This is a fun question I’ve been wanting to test for some time. How much overhead does a trivial WHERE clause add to a MySQL query? To find out, I set my InnoDB buffer pool to 256MB and created a table that’s large enough to test, but small enough to fit wholly in memory:
1 2 3 4 5 6 | CREATE TABLE `t` ( `a` date NOT NULL ) ENGINE=InnoDB DEFAULT CHARSET=latin1; insert into t(a) values(current_date); insert into t select * from t; |
I repeated the last statement until it got slow enough that I thought I could do a reasonable test; at this point there were 8388608 rows. I then optimized the table and restarted MySQL. The table ended up at 237MB.
Now let’s see how long a table scan with no WHERE clause takes:
1 2 3 4 5 6 7 | mysql> select sql_no_cache count(*) from t; +----------+ | count(*) | +----------+ | 8388608 | +----------+ 1 row in set (5.23 sec) |
I repeated this ten times and averaged the time: 5.01 seconds, ranging from 4.83 to 5.17 seconds. Next I ran it with a trivial WHERE clause:
1 | mysql> select count(*) from t where a = current_date; |
(Pop quiz: do I need SQL_NO_CACHE on this query?) The average execution time for this query is 7.96, ranging from 7.65 to 8.15 seconds. So apparently the overhead of the WHERE clause is about 2.95 seconds, or 351 nanoseconds per row. It doesn’t seem like much per row, but it adds up to about an extra 60% cost for the query.
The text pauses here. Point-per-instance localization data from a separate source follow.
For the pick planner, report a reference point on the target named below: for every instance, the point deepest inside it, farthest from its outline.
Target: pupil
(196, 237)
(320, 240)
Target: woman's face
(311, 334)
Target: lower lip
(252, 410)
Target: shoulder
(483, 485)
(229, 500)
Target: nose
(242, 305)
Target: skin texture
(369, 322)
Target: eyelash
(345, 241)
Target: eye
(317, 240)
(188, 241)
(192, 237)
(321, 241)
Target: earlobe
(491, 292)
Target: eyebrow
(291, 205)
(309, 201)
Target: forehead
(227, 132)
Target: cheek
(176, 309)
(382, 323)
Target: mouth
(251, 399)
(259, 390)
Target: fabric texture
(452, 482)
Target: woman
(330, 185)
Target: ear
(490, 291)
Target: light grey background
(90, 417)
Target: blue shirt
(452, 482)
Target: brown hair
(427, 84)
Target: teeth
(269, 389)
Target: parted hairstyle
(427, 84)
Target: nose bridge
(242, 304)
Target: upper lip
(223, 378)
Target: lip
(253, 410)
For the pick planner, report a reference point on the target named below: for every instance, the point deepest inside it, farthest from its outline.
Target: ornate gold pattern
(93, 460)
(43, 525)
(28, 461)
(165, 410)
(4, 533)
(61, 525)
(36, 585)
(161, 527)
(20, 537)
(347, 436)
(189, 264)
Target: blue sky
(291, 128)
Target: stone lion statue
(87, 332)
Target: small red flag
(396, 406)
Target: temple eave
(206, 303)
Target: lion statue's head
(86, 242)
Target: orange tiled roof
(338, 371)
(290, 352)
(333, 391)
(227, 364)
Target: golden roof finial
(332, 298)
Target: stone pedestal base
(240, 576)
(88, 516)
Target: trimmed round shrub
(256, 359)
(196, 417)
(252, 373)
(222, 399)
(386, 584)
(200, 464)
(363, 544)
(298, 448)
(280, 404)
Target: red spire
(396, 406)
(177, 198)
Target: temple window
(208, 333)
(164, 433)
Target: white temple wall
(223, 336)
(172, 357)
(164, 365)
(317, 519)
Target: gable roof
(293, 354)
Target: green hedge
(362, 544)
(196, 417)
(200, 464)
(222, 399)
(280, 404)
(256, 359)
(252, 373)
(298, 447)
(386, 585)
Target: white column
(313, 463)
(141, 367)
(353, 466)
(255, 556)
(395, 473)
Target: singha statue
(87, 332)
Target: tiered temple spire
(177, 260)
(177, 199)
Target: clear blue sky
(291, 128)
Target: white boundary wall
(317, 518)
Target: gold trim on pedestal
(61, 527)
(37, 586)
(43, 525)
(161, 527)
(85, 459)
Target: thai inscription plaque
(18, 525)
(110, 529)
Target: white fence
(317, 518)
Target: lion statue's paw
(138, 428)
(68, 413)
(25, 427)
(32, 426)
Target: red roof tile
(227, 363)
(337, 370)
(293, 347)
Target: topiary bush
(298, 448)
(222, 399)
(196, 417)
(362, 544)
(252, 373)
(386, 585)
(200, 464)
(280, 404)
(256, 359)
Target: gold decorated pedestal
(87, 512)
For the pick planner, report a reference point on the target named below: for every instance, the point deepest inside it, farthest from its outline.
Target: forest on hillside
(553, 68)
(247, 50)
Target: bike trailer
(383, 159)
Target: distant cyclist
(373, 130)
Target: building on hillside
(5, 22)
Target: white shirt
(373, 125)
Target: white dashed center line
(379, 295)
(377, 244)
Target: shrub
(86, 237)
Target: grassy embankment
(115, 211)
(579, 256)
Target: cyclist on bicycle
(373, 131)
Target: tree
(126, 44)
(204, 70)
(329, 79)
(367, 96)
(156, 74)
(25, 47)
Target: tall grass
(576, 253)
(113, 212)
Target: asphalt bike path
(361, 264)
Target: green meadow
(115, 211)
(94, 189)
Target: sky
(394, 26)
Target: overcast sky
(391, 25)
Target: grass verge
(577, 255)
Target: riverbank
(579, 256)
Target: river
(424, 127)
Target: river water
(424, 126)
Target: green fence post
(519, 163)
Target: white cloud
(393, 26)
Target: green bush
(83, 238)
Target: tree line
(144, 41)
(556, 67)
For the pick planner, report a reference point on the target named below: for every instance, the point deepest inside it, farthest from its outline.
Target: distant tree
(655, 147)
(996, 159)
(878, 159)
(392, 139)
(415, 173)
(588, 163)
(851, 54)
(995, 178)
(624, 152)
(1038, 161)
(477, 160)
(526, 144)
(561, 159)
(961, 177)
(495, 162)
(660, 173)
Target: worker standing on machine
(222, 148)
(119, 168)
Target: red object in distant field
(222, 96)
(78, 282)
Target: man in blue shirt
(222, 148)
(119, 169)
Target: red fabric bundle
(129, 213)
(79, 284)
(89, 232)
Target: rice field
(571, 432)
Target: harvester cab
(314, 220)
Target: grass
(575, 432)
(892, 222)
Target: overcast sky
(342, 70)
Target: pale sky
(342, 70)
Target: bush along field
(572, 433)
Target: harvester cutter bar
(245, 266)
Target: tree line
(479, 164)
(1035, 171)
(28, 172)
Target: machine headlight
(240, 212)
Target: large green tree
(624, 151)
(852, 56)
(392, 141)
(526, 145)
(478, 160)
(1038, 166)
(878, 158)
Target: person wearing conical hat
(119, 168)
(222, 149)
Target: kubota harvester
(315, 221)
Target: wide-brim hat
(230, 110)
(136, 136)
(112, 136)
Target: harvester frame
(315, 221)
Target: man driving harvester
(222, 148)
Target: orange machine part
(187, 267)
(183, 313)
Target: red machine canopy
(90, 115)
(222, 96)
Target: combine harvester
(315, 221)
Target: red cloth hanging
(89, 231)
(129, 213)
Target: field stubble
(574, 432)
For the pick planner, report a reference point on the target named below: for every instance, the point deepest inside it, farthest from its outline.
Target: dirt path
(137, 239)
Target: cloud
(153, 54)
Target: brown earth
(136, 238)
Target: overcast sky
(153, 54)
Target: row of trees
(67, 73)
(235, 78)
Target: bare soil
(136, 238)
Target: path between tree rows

If I add another WHERE clause,
1 | mysql> select count(*) from t where a = current_date and left(a, 10) = '2008-10-29'; |
The average time is 9.39 seconds, or an added 87% overhead.
It would be interesting, in an academic kind of way, to test different data types and various complexities of WHERE clauses, but I’m not really interested enough to spend much time on it. I just wondered whether the WHERE clause would even be noticeable. This test doesn’t really reveal anything you can do to make your queries faster — you usually can’t optimize the WHERE clause itself, only the way that the MySQL optimizer chooses to apply the clause to indexes. (However, as I found out some time ago, some date functions are faster than others. That would be interesting to look into more.)
re Pop quiz: do I need SQL_NO_CACHE on this query?
I’m still new to this but I’m going to say ‘NO’ as you are using a variable (current_date) in the query instead of a fixed date (ie ‘2008-10-29’). Is that correct.
I am amazed at that overhead! Would using MyIsam and/or adding an INDEX on the date field make any difference?
Cheers
Martin
Martin, you’re right about current_date.
The WHERE is implemented at the server level so it ought not to depend on the engine or indexes.
I just ran some tests, and on my system the performance is improved by an index:
CREATE INDEX a_idx ON t(a);
Rows: 8388608
Time without WHERE: 4.8 seconds
Time with WHERE, without index: 5.9 seconds
Time with WHERE, with index: 5.2 seconds
My results are that the index reduces the additional overhead from the WHERE clause by half.
And with the index, but without WHERE?
That’s unchanged – 4.8 seconds.
Of course — because it’s using the primary key.
My point in asking those questions was to get you thinking about the query plan. You can’t compare the primary key to the secondary key and say that the difference is due to where clauses or not having where clauses. I think you’re misunderstanding how the storage engine api and InnoDB indexes work.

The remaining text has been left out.